My apologies to Nabil Alaoui and Mohammed Dahouch. These two gentlemen, both of Royal Air Maroc, deserve swifter praise for their quick and gracious handling of my personal travel crisis last week. Blame it on the flu – not H1N1, fortunately, but something else that kept me largely out of commission until today. My first act upon recovery is my thanks to them.
The scene: I was on a final leg of a rather grueling 10 day tour of duty that included stops and stopovers in JFK, Frankfurt, Singapore, Bangkok, Paris, Casablanca and Agadir (also Morocco). On Sunday, October 11, I took a day flight across the Atlantic from Casablanca to JFK on Royal Air Maroc. The trip itself was unremarkable – which is that you want on such flights – and my flu must have been coming on because I took down my laptop but never used it because I slept the whole way. In fact, I slept until I had to get off, which was a bit of a mad scramble. And therein lies the problem.
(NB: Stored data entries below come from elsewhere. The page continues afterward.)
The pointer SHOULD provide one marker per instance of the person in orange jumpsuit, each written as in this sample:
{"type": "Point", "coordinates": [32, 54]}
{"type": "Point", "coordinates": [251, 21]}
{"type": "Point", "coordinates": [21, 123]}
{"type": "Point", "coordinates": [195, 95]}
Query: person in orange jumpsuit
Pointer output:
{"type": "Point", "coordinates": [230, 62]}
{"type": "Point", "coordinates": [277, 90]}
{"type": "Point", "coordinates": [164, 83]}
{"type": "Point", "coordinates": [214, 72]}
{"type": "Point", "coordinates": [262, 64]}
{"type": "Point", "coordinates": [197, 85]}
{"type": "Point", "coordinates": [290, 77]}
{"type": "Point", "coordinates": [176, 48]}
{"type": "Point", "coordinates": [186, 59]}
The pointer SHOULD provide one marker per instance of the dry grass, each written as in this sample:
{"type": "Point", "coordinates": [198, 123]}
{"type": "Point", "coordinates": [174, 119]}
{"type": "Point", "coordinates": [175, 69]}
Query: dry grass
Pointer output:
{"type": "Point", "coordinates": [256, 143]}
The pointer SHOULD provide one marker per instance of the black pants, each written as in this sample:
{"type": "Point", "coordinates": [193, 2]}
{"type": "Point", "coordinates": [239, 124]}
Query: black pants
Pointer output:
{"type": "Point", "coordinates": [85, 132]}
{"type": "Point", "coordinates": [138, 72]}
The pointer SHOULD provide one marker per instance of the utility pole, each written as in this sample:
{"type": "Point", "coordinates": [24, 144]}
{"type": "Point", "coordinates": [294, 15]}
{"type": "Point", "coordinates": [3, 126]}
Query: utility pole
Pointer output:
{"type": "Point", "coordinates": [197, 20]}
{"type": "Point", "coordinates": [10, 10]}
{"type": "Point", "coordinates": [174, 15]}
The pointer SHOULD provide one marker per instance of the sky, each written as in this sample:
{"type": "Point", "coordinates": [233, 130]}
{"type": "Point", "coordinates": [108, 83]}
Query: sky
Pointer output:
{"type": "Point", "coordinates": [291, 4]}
About 2 hours later, after passport control and customs, and shifting my bags at the transfer desk for the final leg to Boston and home, I was in Terminal 3, heading through my final security check. I unzipped my carry-on reflexively to grab my ever-present laptop for its solo journey through security– and it was gone. Empty space. My business life flashed before my eyes: when had I last backed up? Before the trip began. What had I added to the memory? Lots of stuff that I did not want to lose: revisions to writings and workshops, new names and addresses. Yowza.
So I sprinted back to Terminal 1 from Terminal 3. It was easy to calculate that at least two hours had passed since departing the Royal Air Maroc flight. Was my laptop hurtling over the Atlantic in the other direction, its permanent departure from me hastened by the jet stream? Or had my precious helpmate been tossed into a Royal Air Maroc trash bin? Might it have been spirited away to a service worker’s home to be used for all night gaming parties? What were the chances that my precious laptop and I would ever be reunited? How could I have treated my dear friend and valued colleague so callously and carelessly?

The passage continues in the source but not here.